“Nem nos meus sonhos mais loucos”. É assim que John Textor, o empresário norte-americano envolvido na operação Cartão Vermelho, descreve o desenrolar dos últimos dias. Em declarações ao i, o milionário, apaixonado por futebol e que vê no Benfica um dos clubes “maiores”, conta a sua versão da história: confirma que a 19 de junho assinou dois contratos com José António dos Santos no sentido de vir a adquirir mais de 5 milhões de ações, uma participação de 25% na SAD do Benfica, mas recusa que o negócio estivesse fechado. Isto porque, com base nos estatutos da SAD do Benfica, artigo 13º, secção 4, qualquer entidade concorrente – entidades com participação em clubes ou com planos de a ter, como diz ser o seu caso – precisa de uma deliberação da assembleia-geral, o que até à data não se verificou.

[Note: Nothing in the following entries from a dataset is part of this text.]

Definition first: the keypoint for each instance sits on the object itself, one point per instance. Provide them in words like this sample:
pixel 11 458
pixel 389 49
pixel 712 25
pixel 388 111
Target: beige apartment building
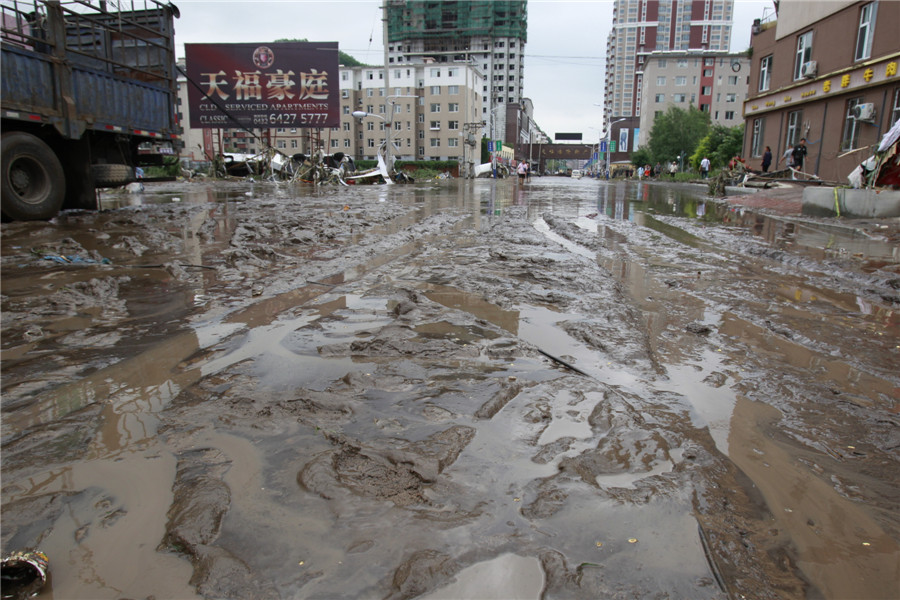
pixel 714 82
pixel 434 108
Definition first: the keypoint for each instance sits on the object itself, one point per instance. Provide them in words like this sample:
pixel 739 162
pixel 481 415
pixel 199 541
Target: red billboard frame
pixel 283 84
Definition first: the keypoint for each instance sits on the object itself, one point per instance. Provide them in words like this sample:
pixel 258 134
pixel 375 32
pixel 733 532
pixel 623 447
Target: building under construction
pixel 490 34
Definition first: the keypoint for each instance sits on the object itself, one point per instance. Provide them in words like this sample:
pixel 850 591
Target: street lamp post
pixel 609 139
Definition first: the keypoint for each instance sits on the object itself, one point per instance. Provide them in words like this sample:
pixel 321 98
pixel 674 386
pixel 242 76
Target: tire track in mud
pixel 802 538
pixel 443 439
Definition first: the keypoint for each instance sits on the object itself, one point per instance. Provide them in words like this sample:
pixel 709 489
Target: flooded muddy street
pixel 455 389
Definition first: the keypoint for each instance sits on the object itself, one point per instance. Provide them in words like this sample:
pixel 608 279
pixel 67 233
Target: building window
pixel 765 73
pixel 895 111
pixel 866 29
pixel 804 53
pixel 792 136
pixel 850 140
pixel 756 141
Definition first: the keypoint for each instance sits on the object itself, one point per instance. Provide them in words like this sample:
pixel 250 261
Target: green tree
pixel 720 145
pixel 642 156
pixel 677 132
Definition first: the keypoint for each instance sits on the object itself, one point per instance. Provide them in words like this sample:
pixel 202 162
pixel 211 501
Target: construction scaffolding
pixel 456 19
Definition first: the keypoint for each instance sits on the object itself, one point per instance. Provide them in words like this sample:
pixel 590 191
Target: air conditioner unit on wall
pixel 808 69
pixel 863 112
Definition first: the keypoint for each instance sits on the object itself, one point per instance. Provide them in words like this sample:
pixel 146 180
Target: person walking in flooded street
pixel 798 154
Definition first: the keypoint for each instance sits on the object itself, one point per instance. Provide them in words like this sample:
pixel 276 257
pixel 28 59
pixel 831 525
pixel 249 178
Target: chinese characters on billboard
pixel 287 84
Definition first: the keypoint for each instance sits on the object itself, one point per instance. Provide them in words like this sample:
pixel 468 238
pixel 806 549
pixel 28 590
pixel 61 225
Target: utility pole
pixel 388 107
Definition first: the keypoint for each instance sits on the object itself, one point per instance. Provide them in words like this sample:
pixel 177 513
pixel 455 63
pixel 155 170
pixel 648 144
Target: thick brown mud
pixel 563 389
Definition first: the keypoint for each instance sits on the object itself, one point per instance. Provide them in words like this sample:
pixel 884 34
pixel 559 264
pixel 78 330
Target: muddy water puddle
pixel 563 389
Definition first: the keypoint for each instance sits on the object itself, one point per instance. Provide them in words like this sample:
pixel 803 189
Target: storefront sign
pixel 287 84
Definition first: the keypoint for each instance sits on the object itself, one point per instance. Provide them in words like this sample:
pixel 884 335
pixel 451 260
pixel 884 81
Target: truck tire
pixel 33 183
pixel 112 175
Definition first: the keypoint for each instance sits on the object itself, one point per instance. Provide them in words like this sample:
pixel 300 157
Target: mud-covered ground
pixel 564 389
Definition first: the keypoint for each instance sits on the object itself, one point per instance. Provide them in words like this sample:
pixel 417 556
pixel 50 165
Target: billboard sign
pixel 285 84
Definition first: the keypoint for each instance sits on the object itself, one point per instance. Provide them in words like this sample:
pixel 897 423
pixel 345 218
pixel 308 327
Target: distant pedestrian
pixel 799 154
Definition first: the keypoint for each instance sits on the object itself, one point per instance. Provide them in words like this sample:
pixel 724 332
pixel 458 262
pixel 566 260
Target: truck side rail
pixel 81 67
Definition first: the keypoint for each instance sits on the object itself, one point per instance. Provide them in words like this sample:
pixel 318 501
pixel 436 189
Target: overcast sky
pixel 565 56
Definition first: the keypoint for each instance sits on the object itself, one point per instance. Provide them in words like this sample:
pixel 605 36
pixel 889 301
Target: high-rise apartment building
pixel 490 34
pixel 714 82
pixel 641 27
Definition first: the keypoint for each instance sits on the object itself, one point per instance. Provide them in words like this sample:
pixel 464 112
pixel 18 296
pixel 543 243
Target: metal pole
pixel 387 106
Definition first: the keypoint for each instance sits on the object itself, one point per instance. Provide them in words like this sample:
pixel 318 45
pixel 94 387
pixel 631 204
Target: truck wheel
pixel 33 183
pixel 112 175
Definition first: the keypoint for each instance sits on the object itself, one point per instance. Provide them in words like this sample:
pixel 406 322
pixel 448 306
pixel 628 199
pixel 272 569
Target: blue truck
pixel 88 94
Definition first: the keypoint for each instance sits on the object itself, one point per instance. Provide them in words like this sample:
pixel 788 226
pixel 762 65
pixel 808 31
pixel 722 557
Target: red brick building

É assim que justifica não ter sido comunicada da sua parte qualquer informação à CMVM, embora avance que enviou toda a informação ao regulador esta segunda-feira. As negociações, garante, foram só com representantes e mais tarde com o empresário mais conhecido com o rei dos frangos – “Mr. dos Santos para John Textor – recusando qualquer negociação com Luís Filipe Vieira. Se com José António dos Santos esteve pessoalmente, com Luís Filipe Vieira recusa revelar se houve um encontro na sequência deste negócio, justificando que foi aconselhado nos últimos dias a não se pronunciar sobre o presidente do Benfica enquanto decorre o processo: “Não seria apropriado”. Admite que “toda a gente” já se cruzou com Vieira, embora garanta que neste dossiê em particular não houve uma negociação com o líder do clube, que entretanto se autossuspendeu da liderança do clube.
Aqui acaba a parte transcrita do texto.